I am using MVC 3 and need the validation to work client side.
Simply using DataAnnotations I can only validate all fields on the form.
IValidatableObject doesn't work clientside.
IClientValidatable looks like it might do the job, but it seems I would have to write a new attribute for every standard DataAnnotation attribute.
RemoteValidation works with one field at a time.
Another option would be to drop MVC3 validation and do it all using jQuery. I don't have a problem with this as such but would like to use MVC3 and reduce coding/maintenance in preparation for a much larger project.
Could I still use MVC3 validation but then use jQuery to add/remove validation fields from validation whenever a radiobutton is selected?

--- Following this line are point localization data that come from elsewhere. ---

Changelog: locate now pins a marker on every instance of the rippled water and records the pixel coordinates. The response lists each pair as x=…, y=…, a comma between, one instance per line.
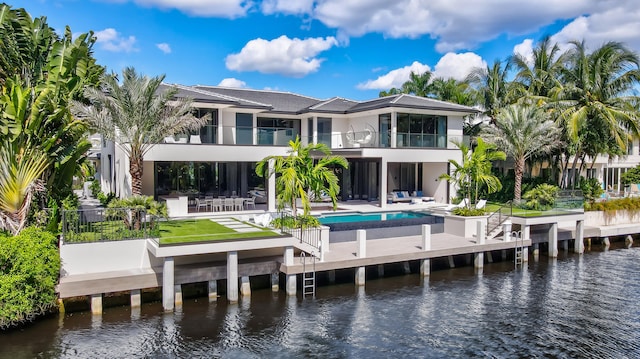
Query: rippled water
x=576, y=306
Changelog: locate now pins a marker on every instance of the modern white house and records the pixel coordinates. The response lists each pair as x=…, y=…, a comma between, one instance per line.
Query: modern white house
x=395, y=143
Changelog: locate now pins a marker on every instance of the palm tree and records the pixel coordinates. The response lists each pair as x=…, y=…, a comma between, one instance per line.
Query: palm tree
x=475, y=170
x=522, y=131
x=594, y=101
x=301, y=176
x=493, y=90
x=137, y=115
x=540, y=76
x=20, y=170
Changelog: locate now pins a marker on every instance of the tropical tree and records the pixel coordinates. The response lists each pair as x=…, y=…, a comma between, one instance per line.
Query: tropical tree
x=300, y=175
x=595, y=103
x=492, y=87
x=20, y=170
x=541, y=74
x=475, y=170
x=137, y=115
x=40, y=72
x=522, y=131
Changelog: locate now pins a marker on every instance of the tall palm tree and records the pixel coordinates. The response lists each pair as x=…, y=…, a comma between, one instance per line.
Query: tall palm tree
x=475, y=169
x=595, y=100
x=137, y=115
x=300, y=175
x=493, y=90
x=522, y=131
x=539, y=77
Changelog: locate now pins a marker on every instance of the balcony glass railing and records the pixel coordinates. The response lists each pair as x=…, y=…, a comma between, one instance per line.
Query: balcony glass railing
x=273, y=136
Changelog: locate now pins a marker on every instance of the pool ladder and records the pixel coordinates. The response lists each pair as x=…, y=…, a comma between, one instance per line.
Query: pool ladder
x=308, y=277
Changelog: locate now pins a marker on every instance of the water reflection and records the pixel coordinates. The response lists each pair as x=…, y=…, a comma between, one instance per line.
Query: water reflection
x=572, y=306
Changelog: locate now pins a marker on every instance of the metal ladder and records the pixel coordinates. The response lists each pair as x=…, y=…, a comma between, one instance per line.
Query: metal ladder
x=308, y=278
x=519, y=250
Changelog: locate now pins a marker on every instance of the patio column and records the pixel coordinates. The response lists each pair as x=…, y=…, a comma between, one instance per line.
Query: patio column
x=271, y=192
x=383, y=183
x=425, y=264
x=553, y=240
x=578, y=246
x=480, y=235
x=361, y=252
x=232, y=276
x=168, y=280
x=526, y=235
x=394, y=129
x=290, y=283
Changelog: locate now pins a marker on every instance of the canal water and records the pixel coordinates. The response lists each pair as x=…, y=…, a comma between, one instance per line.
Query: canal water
x=573, y=307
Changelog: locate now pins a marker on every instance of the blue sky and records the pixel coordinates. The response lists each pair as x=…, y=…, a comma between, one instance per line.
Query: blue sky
x=326, y=48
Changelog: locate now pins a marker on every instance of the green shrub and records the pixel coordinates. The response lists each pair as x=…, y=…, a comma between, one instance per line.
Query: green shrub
x=29, y=268
x=591, y=189
x=541, y=198
x=105, y=199
x=94, y=187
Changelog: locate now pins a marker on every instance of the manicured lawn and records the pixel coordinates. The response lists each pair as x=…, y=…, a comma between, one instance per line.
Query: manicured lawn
x=199, y=230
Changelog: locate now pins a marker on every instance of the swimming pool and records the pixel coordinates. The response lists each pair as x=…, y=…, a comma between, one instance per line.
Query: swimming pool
x=365, y=217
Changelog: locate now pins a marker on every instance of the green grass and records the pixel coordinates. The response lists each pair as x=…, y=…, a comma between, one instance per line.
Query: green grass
x=205, y=230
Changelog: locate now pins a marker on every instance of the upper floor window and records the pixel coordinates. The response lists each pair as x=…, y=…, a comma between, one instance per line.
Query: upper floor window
x=419, y=130
x=277, y=131
x=244, y=129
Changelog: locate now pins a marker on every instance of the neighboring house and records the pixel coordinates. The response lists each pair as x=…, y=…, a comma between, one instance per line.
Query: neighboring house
x=394, y=143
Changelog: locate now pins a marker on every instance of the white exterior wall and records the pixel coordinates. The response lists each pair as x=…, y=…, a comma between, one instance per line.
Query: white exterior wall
x=97, y=257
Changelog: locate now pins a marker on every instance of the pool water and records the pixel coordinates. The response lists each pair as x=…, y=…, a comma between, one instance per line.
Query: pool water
x=368, y=217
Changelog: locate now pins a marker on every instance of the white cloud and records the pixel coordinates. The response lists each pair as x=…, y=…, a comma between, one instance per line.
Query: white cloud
x=287, y=6
x=458, y=66
x=456, y=24
x=619, y=22
x=525, y=50
x=164, y=47
x=283, y=56
x=212, y=8
x=111, y=40
x=232, y=82
x=394, y=78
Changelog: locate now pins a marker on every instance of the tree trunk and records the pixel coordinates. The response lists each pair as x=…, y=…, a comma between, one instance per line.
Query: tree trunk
x=517, y=187
x=135, y=169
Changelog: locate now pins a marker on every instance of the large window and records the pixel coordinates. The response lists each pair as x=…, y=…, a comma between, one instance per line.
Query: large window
x=195, y=179
x=385, y=129
x=244, y=129
x=324, y=130
x=209, y=132
x=277, y=131
x=418, y=130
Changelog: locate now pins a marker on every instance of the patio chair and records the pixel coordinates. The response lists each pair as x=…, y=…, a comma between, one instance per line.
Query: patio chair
x=200, y=204
x=216, y=205
x=195, y=139
x=238, y=204
x=250, y=202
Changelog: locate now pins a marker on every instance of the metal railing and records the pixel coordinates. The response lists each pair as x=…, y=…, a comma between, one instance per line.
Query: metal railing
x=497, y=218
x=107, y=224
x=298, y=229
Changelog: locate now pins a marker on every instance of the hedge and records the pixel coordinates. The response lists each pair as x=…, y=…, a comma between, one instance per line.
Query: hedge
x=29, y=270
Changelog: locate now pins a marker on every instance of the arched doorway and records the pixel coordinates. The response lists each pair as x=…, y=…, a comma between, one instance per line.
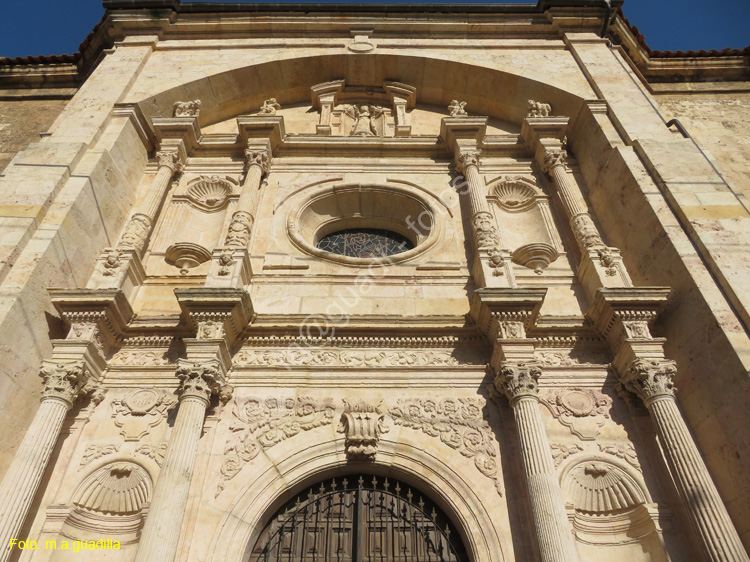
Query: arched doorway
x=359, y=518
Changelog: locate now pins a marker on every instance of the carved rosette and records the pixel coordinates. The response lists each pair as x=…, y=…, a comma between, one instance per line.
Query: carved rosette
x=136, y=232
x=466, y=158
x=198, y=380
x=187, y=108
x=587, y=234
x=518, y=380
x=485, y=235
x=261, y=158
x=554, y=158
x=651, y=379
x=63, y=381
x=362, y=424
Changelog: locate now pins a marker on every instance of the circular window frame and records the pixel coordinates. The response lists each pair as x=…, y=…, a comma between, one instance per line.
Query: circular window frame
x=342, y=221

If anyone can help with some suggestions as to the best way to approach this, it would be much appreciated.
MVC 3 uses jQuery's validation plug-in by default and that plug-in will not validate disabled fields. Are the fields that you don't want to validate no longer needed if certain radio buttons are selected? If so, then you can just disable those elements and they won't be validated (and note that those disabled fields won't be posted to the server either).
e.g.
$('input').attr('disabled', 'disabled');
For complex validation it is best to hand code these.
Data Annotations work great for 90% of your validation needs, but fail dismally with What/If scenarios.

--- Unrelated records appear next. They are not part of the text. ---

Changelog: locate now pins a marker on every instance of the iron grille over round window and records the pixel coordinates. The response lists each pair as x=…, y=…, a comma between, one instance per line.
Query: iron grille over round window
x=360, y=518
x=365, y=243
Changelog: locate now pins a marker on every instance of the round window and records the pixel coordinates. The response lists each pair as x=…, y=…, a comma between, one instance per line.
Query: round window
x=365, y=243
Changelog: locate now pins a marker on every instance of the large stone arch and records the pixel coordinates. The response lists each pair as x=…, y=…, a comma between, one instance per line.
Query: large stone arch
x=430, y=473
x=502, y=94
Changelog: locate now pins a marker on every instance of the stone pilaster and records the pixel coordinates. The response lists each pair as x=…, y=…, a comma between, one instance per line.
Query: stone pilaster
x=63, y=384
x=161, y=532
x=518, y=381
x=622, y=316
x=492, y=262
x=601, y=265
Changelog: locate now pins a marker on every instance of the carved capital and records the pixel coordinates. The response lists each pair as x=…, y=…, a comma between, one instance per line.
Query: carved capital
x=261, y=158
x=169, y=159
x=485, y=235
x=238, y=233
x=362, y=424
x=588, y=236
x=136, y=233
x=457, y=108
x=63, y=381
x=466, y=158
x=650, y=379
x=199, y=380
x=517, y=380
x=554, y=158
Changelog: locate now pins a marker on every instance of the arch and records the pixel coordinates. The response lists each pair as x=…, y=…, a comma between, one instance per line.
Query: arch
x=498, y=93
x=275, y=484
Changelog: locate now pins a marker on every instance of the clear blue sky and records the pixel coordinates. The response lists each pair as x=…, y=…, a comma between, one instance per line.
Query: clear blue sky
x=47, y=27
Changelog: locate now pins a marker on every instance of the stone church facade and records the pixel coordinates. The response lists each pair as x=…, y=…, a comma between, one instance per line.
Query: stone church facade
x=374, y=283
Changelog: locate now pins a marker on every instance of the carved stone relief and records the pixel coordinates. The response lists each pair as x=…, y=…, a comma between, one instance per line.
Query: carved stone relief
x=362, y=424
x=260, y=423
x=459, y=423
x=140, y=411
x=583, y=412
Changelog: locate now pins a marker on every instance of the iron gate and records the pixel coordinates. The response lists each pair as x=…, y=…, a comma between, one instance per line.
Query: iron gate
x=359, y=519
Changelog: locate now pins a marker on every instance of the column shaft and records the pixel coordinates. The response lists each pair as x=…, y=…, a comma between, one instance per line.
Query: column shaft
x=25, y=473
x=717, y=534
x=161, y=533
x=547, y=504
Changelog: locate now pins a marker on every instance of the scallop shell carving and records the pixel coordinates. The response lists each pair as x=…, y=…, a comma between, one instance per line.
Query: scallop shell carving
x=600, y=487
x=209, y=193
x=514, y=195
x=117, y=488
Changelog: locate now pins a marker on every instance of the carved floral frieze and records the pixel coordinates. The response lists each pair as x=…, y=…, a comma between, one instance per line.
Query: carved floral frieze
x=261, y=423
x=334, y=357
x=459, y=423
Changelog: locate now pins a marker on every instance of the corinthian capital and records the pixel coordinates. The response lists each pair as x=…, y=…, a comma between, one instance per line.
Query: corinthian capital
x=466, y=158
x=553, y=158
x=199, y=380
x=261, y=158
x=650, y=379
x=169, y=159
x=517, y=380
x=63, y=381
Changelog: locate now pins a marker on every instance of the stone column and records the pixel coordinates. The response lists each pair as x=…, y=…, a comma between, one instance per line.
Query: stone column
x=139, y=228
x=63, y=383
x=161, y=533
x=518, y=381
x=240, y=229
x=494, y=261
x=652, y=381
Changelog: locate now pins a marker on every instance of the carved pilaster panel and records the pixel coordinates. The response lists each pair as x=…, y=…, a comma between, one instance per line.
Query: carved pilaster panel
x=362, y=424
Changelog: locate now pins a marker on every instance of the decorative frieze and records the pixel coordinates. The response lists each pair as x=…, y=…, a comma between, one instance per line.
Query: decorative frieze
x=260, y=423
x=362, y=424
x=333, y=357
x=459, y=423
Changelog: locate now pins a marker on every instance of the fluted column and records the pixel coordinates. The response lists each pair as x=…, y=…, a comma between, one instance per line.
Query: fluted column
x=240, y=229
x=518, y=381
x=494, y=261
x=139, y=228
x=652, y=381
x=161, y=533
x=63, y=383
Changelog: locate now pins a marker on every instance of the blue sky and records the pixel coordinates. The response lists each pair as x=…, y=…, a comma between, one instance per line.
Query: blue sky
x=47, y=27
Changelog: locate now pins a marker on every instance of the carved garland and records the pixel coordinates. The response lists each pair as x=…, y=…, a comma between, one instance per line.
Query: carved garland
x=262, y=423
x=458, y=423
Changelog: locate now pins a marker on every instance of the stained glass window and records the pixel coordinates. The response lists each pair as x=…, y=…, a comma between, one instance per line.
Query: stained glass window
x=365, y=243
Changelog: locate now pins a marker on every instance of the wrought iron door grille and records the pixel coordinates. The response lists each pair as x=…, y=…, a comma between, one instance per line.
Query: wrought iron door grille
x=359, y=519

For the client side use an event driven custom validation presented via jQuery Validation Plugin. For the server, use the CustomValidation attribute:
http://msdn.microsoft.com/en-us/library/system.componentmodel.dataannotations.customvalidationattribute(v=vs.95).aspx
Using IClientValidatable is great if you have reusable custom validation, however it is wasted time for one off validations.
Alternatively use RemotValidation with a CustomValidation attribute that invalidates multiple fields.